Entrevista José Fernando Santana: Nunca estivemos tão conectados e tão solitários Presidente da Sociedade Psicanalítica do Recife aborda o problema da solidão, tema de jornada que começa quinta-feira

Por: Ana Paula Neiva - Diário de Pernambuco

Publicado em: 16/09/2017 15:33 Atualizado em: 16/09/2017 15:41

José Fernando Santana é presidente da Sociedade Psicanalítica do Recife. Foto: Marlon Diego/Esp.DP
José Fernando Santana é presidente da Sociedade Psicanalítica do Recife. Foto: Marlon Diego/Esp.DP
Sigmund Freud, criador da psicanálise, já dizia que o relacionamento com os outros é a maior causa de sofrimento do homem. Da mesma forma, o mal-estar da civilização é o mal-estar dos laços sociais. Não é de hoje que a dificuldade de lidar com as pessoas está entre um dos mais graves problemas que desafiam a vida em sociedade. A solidão, como um estado de humor, na maior parte das vezes, está ligada à angústia diante da constatação de que somos sujeitos da falta. Se para uns a solidão é sinônimo de tristeza profunda, vazio de palavras, para outros pode ser um estado desejado para usufruir de pequenos prazeres como ler, contemplar a natureza e estar consigo mesmo. Assim, a psicanálise encara esse sentimento como afeto inato e até necessário. O certo é que nunca tivemos tanta facilidade de comunicação, mas ao mesmo tempo, tanto isolamento social. Esse estado é aguçado ainda mais pelo corre-corre diário e percebido por psicólogos e psicanalistas. É comum ouvir nos consultórios pessoas questionando: “Sou independente, individualista ou solitário?”. As queixas dos pacientes são variadas mas, geralmente, trazem o estado de irritabilidade execessiva, mudanças de humor brusca, insegurança, baixa autoestima, impaciência e intolerância, além de um sentimento de culpa e fracasso. Nesta entrevista, o psicanalista José Fernando Santana fala  sobre a solidão, tema que será abordado  durante a XXII Jornada de Psicanálise, promovida pela Sociedade Psicanalítica do Recife, nos dias 21, 22 e 23 deste mês, no Mar Hotel.

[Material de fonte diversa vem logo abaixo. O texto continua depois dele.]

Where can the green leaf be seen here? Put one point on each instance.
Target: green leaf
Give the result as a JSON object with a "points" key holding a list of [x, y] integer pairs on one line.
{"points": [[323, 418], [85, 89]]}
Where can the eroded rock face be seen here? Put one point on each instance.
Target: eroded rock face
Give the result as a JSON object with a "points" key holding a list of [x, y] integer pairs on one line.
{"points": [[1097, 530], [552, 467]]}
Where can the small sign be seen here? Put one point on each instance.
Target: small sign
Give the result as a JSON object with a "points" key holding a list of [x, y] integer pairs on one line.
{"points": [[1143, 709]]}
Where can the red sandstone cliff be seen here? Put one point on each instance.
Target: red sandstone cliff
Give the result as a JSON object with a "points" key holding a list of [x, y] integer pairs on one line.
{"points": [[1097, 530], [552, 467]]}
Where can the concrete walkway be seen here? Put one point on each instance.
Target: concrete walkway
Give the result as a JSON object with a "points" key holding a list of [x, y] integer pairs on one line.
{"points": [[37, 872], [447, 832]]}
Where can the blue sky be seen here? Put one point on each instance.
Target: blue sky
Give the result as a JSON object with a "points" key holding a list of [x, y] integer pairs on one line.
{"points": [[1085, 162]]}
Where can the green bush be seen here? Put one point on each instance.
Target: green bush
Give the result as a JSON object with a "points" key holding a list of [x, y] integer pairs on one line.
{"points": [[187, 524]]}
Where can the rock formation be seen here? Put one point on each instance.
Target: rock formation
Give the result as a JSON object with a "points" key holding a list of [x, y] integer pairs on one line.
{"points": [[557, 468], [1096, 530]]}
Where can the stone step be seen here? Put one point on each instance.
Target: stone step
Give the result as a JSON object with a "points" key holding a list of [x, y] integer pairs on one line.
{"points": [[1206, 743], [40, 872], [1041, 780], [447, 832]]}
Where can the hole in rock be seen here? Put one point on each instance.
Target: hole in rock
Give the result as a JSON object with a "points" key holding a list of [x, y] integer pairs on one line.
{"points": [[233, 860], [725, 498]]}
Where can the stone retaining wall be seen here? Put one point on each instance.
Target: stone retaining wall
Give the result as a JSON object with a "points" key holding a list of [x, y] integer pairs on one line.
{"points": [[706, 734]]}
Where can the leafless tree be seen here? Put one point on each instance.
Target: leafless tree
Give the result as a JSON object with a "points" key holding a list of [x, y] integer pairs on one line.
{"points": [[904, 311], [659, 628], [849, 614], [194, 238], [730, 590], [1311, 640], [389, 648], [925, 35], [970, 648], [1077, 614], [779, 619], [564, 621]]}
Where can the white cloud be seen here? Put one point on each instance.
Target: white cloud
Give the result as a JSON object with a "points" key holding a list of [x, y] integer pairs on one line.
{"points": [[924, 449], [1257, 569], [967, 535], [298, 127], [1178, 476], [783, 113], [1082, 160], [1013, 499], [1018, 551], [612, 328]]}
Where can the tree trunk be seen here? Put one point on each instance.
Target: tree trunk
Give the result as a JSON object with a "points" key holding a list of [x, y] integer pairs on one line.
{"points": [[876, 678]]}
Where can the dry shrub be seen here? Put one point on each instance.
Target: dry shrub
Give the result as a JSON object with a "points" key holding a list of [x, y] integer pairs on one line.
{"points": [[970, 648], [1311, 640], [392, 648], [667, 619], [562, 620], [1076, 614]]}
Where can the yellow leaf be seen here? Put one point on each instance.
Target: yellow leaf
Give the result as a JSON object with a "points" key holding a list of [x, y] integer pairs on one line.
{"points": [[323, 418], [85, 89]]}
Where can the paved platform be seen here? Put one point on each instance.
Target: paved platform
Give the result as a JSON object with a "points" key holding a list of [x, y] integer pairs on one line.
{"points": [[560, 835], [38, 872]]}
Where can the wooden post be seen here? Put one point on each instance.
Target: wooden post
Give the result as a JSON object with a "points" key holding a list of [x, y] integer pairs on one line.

Que tipos de queixas mais comuns relacionadas à solidão chegam ao consultório?
As pessoas que vêm ao consultório e se queixam da solidão o fazem por meio de manifestações sintomáticas como queixas de um vazio interior, falta de objetividade e perspectivas na vida, instabilidade no humor, baixa autoestima, insegurança, irritabilidade fácil, desesperança ou ainda sentimentos de culpa por não estarem sendo produtivas etc. Eu diria que a solidão, a princípio, pode causar depressão, mas a situação é dialética. A depressão, pelos sentimentos de culpa presentes, pode gerar um sentimento de solidão.

Amo minha família e amigos, mas mesmo assim me sinto como se estivesse sozinho?
Exatamente. Isto vai depender da capacidade que tenho de confiar nos outros. Vai depender da minha capacidade de estabelecer relações saudáveis, em que posso ter, em relação aos outros, um tipo de dependência madura, onde não me sinta entranhado e fusionado com os outros a ponto de perder minha individualidade. No entanto, quando se trata de relações familiares em que as figuras são, de algum modo, representantes e substitutos dos pais, as ansiedades que acompanham o sentimento de solidão são mais prementes porque são revivescências de ansiedades vivenciadas na relação com estes últimos.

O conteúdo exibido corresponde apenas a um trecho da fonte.